Networks are constantly evolving—you implement something new, you take out something old. I’ve noticed that most network engineers are pretty good at the planning and implementation of new things, but we tend to fall down a bit when it comes to removing the old.
There are a lot of reasons for this. Often you need to keep the old gear or the old circuit around for a week or two, just in case the new infrastructure doesn’t work as planned. But then you get busy with other projects and there’s very little incentive to remove the old.
Sometimes you can’t remove the old because you’re not actually certain there isn’t some strange, undocumented but absolutely critical legacy application that needs to use it at infrequent intervals like month-end or year-end.
The problem is that legacy pieces of equipment or, worse, legacy circuits hang around for years unused. They take up expensive rack space. And, particularly in the case of circuits, they cost money. It’s not at all uncommon. I’ve personally seen a case where a bank was still paying thousands of dollars each month for a circuit into a location they’d closed a decade earlier.
It’s even worse for disaster recovery circuits. Proper and up-to-date inventory is rare (unless you’re using a tool to automate it) and you can’t rely on the old trick of putting a sniffer on the line to see whether it’s still in use.
So let’s talk about the general best practices for removing pieces of network infrastructure.
First, get the new infrastructure in place
Assuming that you’re replacing the old infrastructure with something new, get the new element in place before doing anything.
Get it racked and powered up. Get it configured, and then test it as thoroughly as you can. Sometimes there just isn’t a practical way of testing, but you should be able to validate core functionality and make sure the new gear has all of the appropriate licenses for all the features you plan to use.
During this phase, it’s a good idea to make sure you fully understand the existing traffic flows on the existing infrastructure. Probably the easiest way to do this on IP networks is to deploy a protocol analyzer. Personally, I’m a big fan of Wireshark. It’s free, flexible, and easy to use.
Run some very long captures and dig into the traffic flows. Doing this is particularly important when you can’t test, or when the new gear is from a different manufacturer or has significantly different functionality than the old. Then your “testing” phase can include just looking at the most important flows one after another, and making sure the configuration of the new equipment will forward those packets appropriately.
Then, migrate traffic to the new infrastructure
Once you have the new infrastructure in place, you can start migrating traffic from the old to the new. Sometimes the only way to do this is a flash cut, where everything moves at once. This approach carries a higher risk, of course, but at least it’s done quickly.
If I can figure out a way to do it, though, I tend to prefer to migrate traffic in phases, usually starting with something of fairly low business criticality. That way I can make sure the new infrastructure really does work the way I expect, and that it can handle the load.
This migration stage can sometimes drag out if the political will to implement the project evaporates, as sometimes happens.

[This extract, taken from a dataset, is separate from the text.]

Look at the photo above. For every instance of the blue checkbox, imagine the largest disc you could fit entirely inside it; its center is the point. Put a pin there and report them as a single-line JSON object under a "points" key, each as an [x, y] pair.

To prevent this from happening, schedule all of your migration phases up front and press on with implementing them.
Next, remove the old infrastructure
Get that crusty old gear out of there as fast as you can! Make sure the project doesn’t suddenly end without actually finishing. As I pointed out at the beginning, removal is particularly important for circuits because they cost more money the longer they sit there. Get rid of them.
If you’ve done a phased migration, there’s rarely a compelling reason to keep old gear around as a fallback. You know the new infrastructure is working.

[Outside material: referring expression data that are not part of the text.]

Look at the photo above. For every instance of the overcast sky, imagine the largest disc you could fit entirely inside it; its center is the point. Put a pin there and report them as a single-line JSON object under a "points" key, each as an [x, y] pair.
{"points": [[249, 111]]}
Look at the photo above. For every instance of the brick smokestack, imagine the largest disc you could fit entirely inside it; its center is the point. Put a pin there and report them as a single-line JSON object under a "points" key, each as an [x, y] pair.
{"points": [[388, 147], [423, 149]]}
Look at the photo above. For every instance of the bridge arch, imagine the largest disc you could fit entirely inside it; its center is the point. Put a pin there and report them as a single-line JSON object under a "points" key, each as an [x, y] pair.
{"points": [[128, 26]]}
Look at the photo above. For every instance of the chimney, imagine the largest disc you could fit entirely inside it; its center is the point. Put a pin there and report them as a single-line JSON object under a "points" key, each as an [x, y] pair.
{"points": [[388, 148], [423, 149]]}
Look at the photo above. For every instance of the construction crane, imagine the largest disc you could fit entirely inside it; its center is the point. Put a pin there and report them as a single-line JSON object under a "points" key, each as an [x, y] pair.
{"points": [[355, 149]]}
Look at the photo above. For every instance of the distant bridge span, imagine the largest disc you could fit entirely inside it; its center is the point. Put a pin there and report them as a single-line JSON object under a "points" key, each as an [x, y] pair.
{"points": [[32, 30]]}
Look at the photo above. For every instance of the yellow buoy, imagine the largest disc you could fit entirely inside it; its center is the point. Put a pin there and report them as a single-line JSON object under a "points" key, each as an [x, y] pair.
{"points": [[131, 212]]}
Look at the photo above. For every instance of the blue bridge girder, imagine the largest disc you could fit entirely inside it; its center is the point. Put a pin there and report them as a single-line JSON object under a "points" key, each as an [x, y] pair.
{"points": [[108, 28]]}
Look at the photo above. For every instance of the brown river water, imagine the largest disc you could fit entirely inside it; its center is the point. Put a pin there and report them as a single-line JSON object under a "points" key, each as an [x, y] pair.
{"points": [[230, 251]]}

When you do a flash cut, it makes sense to keep the old infrastructure around for a week or perhaps two, just in case you encounter problems and need to roll back. But needing to roll back is actually very rare if you’ve done your planning and testing well.

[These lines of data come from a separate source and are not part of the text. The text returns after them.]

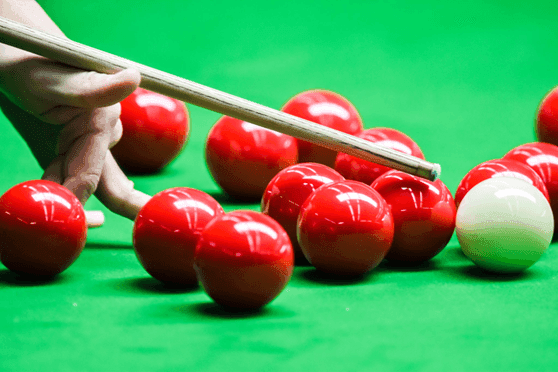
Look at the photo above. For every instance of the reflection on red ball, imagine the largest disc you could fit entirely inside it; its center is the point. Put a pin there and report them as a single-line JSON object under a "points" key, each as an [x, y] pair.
{"points": [[423, 215], [289, 189], [167, 230], [498, 168], [543, 159], [243, 259], [357, 169], [546, 126], [42, 228], [242, 157], [326, 108], [345, 228], [155, 129]]}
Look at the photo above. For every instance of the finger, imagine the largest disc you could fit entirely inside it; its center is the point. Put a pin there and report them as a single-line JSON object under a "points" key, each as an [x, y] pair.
{"points": [[117, 192], [69, 86], [94, 218], [98, 122], [54, 171], [116, 134], [84, 144]]}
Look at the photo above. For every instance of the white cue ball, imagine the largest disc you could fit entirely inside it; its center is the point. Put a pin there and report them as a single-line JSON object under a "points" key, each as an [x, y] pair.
{"points": [[504, 225]]}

Finally, update the documentation
I said up front that the thing people often don’t do well is removing the old infrastructure, but actually the most common failing of network engineers is failing to update the documentation.
No network is entirely self-documenting. Even if you have awesome diagramming tools, they never describe the business functions of network infrastructure. In my documentation, I like to keep a log of decision points: Why did I choose this particular type of gear? What’s the intended function of each firewall rule?
How many times have you looked at some network element or design and thought, “What were they thinking?” Write it down.
And now you’re done.